If all you knew about education came from what you read in the New York Times, you’d be right to think it’s in a sorry state, indeed. But if you had the good fortune to spend time in the company of committed educators, you’d come away with an entirely different perspective — not rosy-eyed, exactly, but upbeat and enthusiastic, all the same.
I’ve just returned from Brandeis, where the Mandel Center for Studies in Jewish Education assembled a diverse mix of professionals to explore how best to approach the teaching of history — Jewish history especially. Some of us teach or conduct research, others experiment with digital forms of exchange and still others work in museums. What binds us together is our shared fidelity to the enterprise of education and with it, the value of thinking historically.
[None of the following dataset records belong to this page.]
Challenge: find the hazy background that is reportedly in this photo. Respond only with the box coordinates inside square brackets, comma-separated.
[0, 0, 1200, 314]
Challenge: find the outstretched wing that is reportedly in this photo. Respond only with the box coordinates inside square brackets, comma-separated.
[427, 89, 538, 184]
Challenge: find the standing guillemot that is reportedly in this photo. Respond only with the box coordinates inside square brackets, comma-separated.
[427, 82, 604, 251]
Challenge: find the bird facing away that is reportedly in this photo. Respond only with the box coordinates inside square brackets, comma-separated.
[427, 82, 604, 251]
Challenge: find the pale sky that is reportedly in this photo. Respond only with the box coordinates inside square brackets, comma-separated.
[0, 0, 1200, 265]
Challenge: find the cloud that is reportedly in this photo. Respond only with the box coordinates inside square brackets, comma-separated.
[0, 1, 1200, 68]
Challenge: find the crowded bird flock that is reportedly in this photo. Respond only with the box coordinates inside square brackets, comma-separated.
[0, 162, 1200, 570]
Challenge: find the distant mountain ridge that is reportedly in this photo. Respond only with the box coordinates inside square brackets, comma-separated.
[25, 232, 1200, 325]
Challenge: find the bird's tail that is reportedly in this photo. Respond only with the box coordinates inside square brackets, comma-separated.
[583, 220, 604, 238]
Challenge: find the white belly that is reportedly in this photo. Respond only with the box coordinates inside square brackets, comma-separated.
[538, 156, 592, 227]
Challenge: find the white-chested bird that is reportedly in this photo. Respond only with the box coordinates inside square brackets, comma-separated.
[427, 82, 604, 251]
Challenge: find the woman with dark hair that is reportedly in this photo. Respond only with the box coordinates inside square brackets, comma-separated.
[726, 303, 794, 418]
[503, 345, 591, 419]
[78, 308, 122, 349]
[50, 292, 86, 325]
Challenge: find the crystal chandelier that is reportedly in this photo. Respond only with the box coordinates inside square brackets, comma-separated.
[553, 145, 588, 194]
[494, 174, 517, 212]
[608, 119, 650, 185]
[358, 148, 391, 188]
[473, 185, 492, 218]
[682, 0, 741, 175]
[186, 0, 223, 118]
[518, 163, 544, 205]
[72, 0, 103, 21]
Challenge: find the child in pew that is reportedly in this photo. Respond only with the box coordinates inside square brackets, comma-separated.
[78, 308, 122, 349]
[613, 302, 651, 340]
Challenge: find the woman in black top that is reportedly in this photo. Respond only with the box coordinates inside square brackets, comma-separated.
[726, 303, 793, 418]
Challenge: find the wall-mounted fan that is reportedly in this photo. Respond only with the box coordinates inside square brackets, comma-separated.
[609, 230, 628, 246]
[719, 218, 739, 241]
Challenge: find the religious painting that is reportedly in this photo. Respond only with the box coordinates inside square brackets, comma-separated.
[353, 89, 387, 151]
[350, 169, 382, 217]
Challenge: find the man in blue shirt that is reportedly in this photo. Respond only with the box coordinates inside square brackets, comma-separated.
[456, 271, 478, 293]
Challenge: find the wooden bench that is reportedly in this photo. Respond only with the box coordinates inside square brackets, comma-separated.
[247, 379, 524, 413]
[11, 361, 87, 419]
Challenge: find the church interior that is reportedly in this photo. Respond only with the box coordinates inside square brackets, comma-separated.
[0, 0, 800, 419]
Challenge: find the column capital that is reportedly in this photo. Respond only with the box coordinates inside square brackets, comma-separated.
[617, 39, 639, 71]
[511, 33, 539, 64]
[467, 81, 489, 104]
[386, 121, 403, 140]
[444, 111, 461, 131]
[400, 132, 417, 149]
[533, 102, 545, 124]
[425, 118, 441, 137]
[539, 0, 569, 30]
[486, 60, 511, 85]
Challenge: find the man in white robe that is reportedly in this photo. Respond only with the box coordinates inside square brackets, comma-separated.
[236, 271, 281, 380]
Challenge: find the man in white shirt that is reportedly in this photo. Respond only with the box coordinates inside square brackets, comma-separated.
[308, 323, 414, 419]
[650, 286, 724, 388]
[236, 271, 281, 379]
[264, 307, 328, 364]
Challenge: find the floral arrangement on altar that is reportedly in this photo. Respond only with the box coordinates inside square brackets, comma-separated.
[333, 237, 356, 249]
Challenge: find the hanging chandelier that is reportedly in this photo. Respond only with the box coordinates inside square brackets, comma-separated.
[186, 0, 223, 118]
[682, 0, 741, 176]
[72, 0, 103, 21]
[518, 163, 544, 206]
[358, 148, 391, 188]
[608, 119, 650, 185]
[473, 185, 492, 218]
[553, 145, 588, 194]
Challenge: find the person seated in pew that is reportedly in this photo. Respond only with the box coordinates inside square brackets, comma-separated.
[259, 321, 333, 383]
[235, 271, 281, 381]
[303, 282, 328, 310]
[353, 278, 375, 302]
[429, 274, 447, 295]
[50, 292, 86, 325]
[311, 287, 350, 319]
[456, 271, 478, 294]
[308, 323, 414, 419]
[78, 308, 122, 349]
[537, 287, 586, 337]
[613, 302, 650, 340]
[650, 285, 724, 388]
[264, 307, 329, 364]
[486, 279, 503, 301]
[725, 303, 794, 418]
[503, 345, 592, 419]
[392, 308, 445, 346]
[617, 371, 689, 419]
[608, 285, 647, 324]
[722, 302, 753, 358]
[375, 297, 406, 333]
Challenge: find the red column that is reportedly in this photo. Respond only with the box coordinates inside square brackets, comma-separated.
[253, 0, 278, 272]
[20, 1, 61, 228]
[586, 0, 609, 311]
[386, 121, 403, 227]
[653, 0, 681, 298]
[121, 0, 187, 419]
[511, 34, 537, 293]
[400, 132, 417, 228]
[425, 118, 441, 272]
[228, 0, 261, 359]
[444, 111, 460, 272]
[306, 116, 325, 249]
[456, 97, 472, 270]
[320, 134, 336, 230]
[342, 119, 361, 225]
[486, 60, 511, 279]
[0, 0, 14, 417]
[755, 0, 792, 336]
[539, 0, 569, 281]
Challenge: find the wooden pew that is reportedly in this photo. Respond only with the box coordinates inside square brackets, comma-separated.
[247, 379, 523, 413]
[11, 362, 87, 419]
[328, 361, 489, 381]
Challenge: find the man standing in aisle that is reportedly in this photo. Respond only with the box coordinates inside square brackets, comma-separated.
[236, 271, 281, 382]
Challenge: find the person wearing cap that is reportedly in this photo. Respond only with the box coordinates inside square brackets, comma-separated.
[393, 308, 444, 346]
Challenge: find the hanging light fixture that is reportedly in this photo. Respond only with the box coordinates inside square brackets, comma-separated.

That’s not to say that differences didn’t emerge. On the heels of screening “Raise the Roof,” a marvelous, inspiring film about the making of the wooden synagogue that now takes center stage at Polin Museum of the History of Polish Jews in Warsaw, I, for one, got into a lively (read: heated) discussion with one of colleagues. He felt that the project’s participants did not come away with a sufficient understanding of the larger context of Polish-Jewish relations, rendering the undertaking of limited utility. My point, in turn, was that if ever there was an educational opportunity to translate history into an immediate, powerful experience, this was it. Knowledge wasn’t the point so much as sensitivity. Neither one convinced the other, but we had a good time trying.
In the course of our deliberations or “convening,” as the lingo would have it, attendees looked at the ways in which gaming, material culture, theater and the pursuit of heroes might advance the study of the Jewish past. The air was thick with collegial exchange.
We’ll have to wait and see what big-ticket conclusions, if any, will be drawn. In the meantime, it’s heartening to know that fresh ideas await.